VALIDATION: Action queue has per-item expected gain + effort.
============================================================
=== SELF-REVIEW ===
- Complete: Detection + classification + 5 resolution types + redirect patches + recovery model?
- Robust: Handles variant leakage with query strings? Avoids over-consolidating (some pairs SHOULD stay separate)?
- Clean: Recommendations are platform-specific (Nginx / Next.js / WordPress)?
- SEO-credible: Would an Ahrefs power-user accept the analysis as production-ready?
Common gap: recommending 301 on a page that's still gaining traffic. Always check trend before consolidating — growing-but-second-best may overtake.

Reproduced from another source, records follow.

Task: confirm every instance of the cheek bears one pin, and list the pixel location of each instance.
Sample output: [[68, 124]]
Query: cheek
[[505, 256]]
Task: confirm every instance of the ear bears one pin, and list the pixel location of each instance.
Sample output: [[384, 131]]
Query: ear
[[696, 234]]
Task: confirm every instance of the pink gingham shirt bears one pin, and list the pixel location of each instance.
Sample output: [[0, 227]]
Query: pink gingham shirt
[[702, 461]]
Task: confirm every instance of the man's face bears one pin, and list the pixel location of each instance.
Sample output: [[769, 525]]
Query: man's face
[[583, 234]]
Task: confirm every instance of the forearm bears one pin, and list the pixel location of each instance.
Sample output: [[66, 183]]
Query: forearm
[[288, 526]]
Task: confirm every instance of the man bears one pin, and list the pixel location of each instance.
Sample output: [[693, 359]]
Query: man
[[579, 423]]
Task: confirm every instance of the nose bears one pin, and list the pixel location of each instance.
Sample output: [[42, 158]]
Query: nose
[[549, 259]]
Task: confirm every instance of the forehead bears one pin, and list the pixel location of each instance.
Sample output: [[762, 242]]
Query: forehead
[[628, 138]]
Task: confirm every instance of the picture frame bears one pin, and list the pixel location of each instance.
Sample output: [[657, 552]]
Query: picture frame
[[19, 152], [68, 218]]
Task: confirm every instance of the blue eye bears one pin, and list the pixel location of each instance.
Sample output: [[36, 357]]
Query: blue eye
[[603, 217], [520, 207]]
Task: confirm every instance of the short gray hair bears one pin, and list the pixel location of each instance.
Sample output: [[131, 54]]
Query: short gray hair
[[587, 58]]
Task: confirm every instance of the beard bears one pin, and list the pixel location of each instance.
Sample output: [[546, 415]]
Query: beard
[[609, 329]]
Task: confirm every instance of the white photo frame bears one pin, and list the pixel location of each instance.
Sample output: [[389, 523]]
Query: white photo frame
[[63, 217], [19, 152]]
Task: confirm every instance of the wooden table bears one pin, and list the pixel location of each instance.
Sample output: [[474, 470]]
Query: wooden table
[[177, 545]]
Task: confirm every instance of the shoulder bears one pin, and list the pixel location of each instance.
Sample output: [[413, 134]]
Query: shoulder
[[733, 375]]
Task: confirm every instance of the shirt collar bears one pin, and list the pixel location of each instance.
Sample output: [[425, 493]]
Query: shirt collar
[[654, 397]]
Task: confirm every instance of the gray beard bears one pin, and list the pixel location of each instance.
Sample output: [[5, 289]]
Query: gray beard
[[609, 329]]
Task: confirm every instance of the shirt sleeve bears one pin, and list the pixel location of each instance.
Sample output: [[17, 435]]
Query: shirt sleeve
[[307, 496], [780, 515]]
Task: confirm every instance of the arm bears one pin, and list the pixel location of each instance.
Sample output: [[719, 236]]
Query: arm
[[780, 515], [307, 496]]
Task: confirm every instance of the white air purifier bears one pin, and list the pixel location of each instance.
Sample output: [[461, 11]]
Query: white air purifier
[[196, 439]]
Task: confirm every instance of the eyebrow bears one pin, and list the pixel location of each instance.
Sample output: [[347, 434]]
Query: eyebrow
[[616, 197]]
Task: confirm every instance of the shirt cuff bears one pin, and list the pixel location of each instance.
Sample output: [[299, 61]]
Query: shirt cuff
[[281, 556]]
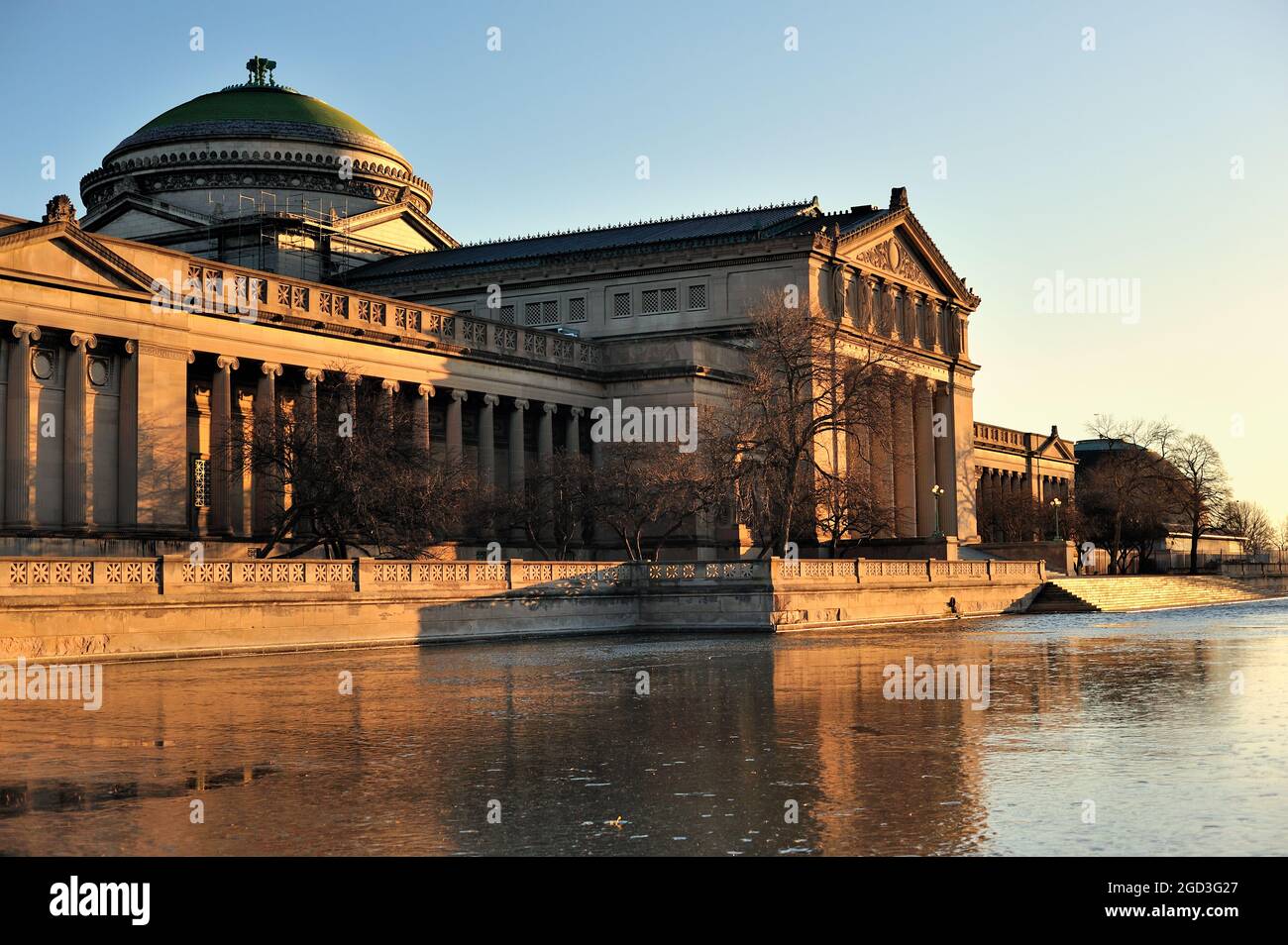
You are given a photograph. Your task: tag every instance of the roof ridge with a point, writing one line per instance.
(679, 218)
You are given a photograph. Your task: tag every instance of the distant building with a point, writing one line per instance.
(1019, 473)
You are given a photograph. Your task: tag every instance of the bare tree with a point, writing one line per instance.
(349, 472)
(1249, 520)
(811, 391)
(849, 510)
(1132, 473)
(644, 492)
(553, 509)
(1202, 489)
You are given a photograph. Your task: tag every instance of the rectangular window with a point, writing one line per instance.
(540, 314)
(655, 301)
(698, 296)
(200, 481)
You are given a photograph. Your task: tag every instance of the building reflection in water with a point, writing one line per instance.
(733, 730)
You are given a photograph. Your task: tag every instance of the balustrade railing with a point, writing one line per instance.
(180, 574)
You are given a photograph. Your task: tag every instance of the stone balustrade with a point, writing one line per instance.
(94, 608)
(180, 574)
(893, 572)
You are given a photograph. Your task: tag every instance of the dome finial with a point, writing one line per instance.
(257, 67)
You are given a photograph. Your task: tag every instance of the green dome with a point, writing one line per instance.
(258, 103)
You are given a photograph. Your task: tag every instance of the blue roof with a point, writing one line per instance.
(735, 226)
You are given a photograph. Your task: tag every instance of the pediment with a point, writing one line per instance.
(63, 253)
(900, 248)
(894, 257)
(400, 226)
(129, 215)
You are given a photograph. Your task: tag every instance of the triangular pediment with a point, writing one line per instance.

============================================================
=== LEARNINGS CAPTURE ===
~/.claude/skills/content-cannibalization/LEARNINGS.md.
============================================================
=== STRICT RULES ===
- Never recommend a 301 without first checking that both pages have the same primary intent. Intent splits don't consolidate, they differentiate.
- Never propose a redirect that creates a chain (A→B→C). Always squash to A→C directly.
- Never assume cluster sizes > 2 = always bad. Sometimes Google legitimately surfaces multiple URLs (e.g., subdirectory + a sub-page).
- Always update internal links AFTER 301-ing. Otherwise the redirects hop forever and crawl budget burns.
- Always re-pull GSC after 4-8 weeks to verify recovery model was correct. Refine assumptions over time.